Source: Le Monde
L’Inde en ordre de marche pour rattraper son retard
Sylvie Andreau
Avec une population supérieure au voisin chinois mais un trafic aérien trois fois moins important, l’Inde s’est engagée dans une course contre la montre. L’essor d’une classe moyenne toujours plus nombreuse est déjà engagée, tandis que le nombre de personnes à très hauts revenus devrait connaître une progression inédite au niveau mondial. Si l’on ajoute à cela la taille du pays, qui favorise les vols domestiques, et celle de la diaspora indienne, générant des flux de tourisme affinitaire considérables, le trafic aérien en Inde devrait bientôt se placer juste après celui des Etats-Unis et de la Chine.
Ces dernières années, les compagnies locales ont multiplié les commandes auprès d’Airbus et de Boeing. Les analystes de S&P ont calculé qu’au total 1 700 appareils devraient être livrés par les deux avionneurs à des clients indiens. Air India, repris en 2022 par le groupe Tata, est même devenu l’un des tout premiers clients d’Airbus. Il a commandé en décembre 2024 100 nouveaux avions : des A350, des A320 et des A321.
L’alliance avec ADP
Les infrastructures doivent suivre. De 145 aéroports aujourd’hui, le sous-continent doit passer à 220 d’ici à cinq ans. Nouvelle flotte et aéroports devraient représenter sur la période un investissement total de 170 milliards de dollars (164 milliards d’euros).
Depuis 2023, du Gujarat au Karnataka, cinq nouveaux aéroports sont déjà sortis de terre à Rajkot, Rourkela, Shivamogga, Ayodhya et Manohar. Le 10 mars 2024, le premier ministre, Narendra Modi, a inauguré sous l’œil des caméras 15 nouveaux projets d’aéroport, y compris 12 nouveaux terminaux. « L’enjeu est à la fois de désenclaver certaines régions et de répartir la croissance attendue du trafic au niveau national », analyse Alexis Riols, représentant du Groupe ADP en Inde. Le français est l’un des rares opérateurs étrangers, avec Zurich Airport, à avoir réussi à s’implanter dans le pays. L’essentiel des projets est porté par les gouvernements et deux groupes locaux, Adani et GMR. Ce dernier a choisi de s’adjoindre les compétences du gestionnaire de l’aéroport Paris – Charles-de-Gaulle (CDG).
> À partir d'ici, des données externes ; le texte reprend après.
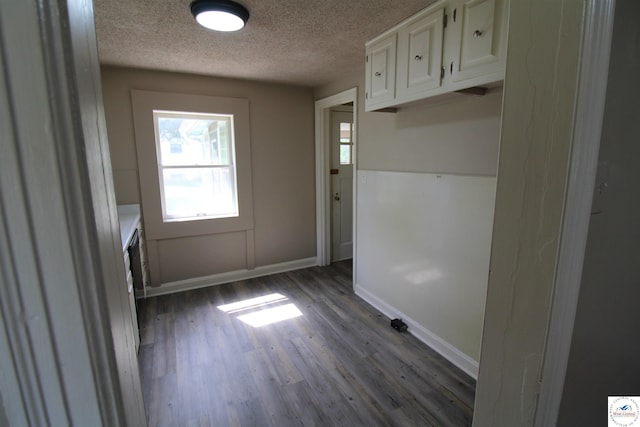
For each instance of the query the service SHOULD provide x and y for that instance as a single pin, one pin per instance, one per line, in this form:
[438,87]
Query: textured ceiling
[300,42]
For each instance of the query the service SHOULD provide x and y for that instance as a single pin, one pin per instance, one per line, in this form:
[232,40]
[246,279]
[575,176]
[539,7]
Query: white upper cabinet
[449,46]
[420,55]
[381,72]
[478,28]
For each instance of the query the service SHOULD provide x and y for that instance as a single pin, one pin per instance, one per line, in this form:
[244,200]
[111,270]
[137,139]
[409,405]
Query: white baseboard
[452,354]
[231,276]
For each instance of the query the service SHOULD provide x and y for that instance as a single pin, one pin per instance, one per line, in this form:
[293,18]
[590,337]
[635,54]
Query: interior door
[341,185]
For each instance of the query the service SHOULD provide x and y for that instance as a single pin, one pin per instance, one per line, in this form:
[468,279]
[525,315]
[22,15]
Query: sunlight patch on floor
[259,315]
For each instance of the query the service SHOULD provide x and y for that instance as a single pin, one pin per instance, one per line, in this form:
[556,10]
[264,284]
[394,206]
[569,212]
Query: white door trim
[323,160]
[596,47]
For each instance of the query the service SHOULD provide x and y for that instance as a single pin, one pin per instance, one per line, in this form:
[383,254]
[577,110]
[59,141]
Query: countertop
[129,216]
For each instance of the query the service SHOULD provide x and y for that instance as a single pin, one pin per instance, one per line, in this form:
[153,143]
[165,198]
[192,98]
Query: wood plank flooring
[339,363]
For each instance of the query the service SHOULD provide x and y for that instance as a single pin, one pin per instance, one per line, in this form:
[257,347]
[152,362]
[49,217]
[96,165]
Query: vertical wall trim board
[596,48]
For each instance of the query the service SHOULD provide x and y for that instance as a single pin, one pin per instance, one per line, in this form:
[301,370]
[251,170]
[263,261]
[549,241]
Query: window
[346,143]
[196,165]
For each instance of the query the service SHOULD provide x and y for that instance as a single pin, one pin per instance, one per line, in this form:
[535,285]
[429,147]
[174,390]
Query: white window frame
[230,166]
[144,104]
Commencé en 2020, le partenariat a débouché à l’été 2024 sur un coactionnariat dans GMR Airport. La holding détient les concessions des aéroports Indira Gandhi de Delhi, de Hyderabad et de celui de Manohar, dans le nord de l’Etat de Goa, inauguré en décembre 2022. « Notre partenariat contribue à la dynamique de développement du trafic entre l’Inde et l’aéroport Paris – Charles-de-Gaulle, qui représente désormais 50 fréquences hebdomadaires sur CDG, dont 24 avec Delhi », précise Alexis Riols.
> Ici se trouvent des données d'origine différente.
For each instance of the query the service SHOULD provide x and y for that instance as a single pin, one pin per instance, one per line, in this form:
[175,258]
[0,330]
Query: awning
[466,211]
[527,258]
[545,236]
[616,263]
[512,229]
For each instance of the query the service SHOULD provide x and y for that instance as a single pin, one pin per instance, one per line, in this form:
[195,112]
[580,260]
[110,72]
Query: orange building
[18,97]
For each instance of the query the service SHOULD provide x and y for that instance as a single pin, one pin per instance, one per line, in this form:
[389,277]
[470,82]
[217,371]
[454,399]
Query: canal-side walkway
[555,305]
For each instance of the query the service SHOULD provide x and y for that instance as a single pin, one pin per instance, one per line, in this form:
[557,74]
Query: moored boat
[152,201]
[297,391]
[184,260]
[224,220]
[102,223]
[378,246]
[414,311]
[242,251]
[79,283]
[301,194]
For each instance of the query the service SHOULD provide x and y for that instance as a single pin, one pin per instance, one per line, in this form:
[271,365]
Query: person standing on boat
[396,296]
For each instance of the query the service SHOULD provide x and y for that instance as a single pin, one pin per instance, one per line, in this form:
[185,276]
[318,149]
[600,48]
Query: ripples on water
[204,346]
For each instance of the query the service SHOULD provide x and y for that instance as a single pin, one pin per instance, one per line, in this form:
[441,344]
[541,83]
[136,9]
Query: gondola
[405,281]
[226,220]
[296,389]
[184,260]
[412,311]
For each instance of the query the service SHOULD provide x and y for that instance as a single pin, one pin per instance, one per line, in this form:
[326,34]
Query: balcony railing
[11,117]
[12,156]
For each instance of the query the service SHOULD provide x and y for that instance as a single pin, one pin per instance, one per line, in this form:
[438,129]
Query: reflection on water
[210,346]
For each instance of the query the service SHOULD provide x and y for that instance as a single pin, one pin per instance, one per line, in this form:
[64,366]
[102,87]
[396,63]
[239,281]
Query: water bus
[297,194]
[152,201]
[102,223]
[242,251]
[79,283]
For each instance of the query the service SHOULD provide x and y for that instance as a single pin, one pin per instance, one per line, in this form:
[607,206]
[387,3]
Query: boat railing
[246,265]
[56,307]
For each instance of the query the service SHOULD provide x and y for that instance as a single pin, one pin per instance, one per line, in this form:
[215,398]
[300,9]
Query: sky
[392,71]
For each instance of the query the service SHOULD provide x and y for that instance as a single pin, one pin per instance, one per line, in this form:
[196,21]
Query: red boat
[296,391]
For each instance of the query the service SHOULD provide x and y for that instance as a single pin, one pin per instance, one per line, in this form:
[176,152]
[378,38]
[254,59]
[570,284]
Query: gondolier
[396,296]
Deux infrastructures de taille devraient entrer en service en 2025. Les mégapoles de Delhi et Bombay compteront chacune un deuxième aéroport. Des projets identiques sont déjà prévus à Madras ou à Pune. Le trafic intérieur pourrait atteindre 300 millions de passagers par an d’ici à 2030, contre 152 millions en 2023.